Esta es una de las razones por las que, me han contado los padres que van a la consulta, aumenta la deserción escolar. Los papás ponen a sus hijos a trabajar en el campo a muy temprana edad por la brecha económica y geográfica que impide a los jóvenes acceder a la educación superior.
A pesar de todas estas historias dolorosas que he visto de primera mano, mi estadía en la Amazonía me llevó a conocer también otra cara. Una que muestra cómo el petróleo no es la única salida para supuestamente mejorar la calidad de vida de sus habitantes.
Como doctora en Yasuní, tuve la oportunidad de visitar la comunidad kichwa Añangu, que vive cerca del bloque 14, dentro del Parque Nacional Yasuní. Un espacio del que se habla mucho ahora por la consulta popular por la que debemos votar el próximo 20 de agosto para decidir si seguir o no explotando el crudo del bloque 43.
Esta comunidad, fundada en 1976, está a cargo de conversar 21.465 hectáreas del Parque Nacional. Ha sido reconocida a nivel nacional e internacional por su trabajo en la preservación del ecosistema.
En 1997, los kichwa Añangu encontraron en el turismo responsable una alternativa para no ser parte de la explotación petrolera. Ese año empezaron a construir el lodge que llamaron Napo Wildlife Center, con apoyo de organizaciones internacionales. El hotel, a las orillas de la laguna Añangucocha, empezó a funcionar en el año 2004.

Vivienda de paciente shuar en el Yasuní. Con la olla, él saca agua de un riachuelo cercano contaminado. Fotografía cortesía de Yiara García.
En el 2007 la comunidad asumió al 100% la administración siendo un ejemplo de desarrollo local y sumando otros proyectos sociales. Construyeron escuelas que reciben a niños de comunidades vecinas como Nueva Providencia, Pilche, Sani Isla, a quien además de darles vivienda y alimentación se les da oportunidades, como becas a los 3 mejores estudiantes de cada año en universidades nacionales o extranjeras.

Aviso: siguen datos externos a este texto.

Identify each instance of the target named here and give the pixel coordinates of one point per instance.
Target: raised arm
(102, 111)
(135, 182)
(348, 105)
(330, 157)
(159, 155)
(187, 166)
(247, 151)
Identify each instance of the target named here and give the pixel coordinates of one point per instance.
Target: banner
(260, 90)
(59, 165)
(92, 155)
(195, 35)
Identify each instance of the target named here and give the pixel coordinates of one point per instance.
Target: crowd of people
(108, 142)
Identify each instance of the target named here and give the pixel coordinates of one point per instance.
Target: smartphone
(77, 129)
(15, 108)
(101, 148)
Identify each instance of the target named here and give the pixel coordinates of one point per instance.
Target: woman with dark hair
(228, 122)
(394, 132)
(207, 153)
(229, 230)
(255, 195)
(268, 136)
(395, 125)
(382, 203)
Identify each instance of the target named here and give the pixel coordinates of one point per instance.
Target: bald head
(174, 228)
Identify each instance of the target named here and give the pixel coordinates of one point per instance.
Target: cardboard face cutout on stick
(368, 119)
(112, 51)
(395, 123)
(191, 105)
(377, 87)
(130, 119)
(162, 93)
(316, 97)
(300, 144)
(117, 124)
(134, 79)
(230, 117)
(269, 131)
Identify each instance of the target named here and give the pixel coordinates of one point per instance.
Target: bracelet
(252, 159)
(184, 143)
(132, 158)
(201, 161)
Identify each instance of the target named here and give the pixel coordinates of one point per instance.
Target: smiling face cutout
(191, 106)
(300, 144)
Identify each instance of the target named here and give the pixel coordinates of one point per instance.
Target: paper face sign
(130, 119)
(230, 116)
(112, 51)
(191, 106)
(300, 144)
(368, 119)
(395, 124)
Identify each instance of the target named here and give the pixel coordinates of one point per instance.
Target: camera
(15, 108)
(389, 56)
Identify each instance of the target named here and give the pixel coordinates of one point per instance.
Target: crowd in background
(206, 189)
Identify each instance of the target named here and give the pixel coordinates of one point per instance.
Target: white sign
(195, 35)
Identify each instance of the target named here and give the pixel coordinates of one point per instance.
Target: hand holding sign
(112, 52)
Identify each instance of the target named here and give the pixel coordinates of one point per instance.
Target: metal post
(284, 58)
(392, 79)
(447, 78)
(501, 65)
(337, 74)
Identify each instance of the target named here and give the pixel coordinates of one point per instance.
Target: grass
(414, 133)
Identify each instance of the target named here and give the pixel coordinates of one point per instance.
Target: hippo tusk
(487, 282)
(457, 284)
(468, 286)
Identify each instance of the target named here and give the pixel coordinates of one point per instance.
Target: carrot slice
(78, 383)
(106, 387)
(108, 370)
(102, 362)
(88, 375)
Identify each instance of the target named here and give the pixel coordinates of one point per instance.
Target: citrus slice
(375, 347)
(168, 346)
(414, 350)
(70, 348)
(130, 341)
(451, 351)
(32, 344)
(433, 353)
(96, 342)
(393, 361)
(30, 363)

Actualmente los kichwa Añangu están construyendo un dispensario médico. Cada mes, esta comunidad invierte en la compra de medicamentos.
Añangu es una historia de cooperación y de progreso, del que todos los ecuatorianos deberíamos aprender. En mi visita, les pregunté qué piensan de la explotación petrolera. Me dijeron que quieren que pare, que no se explote y que les devuelvan lo quitado.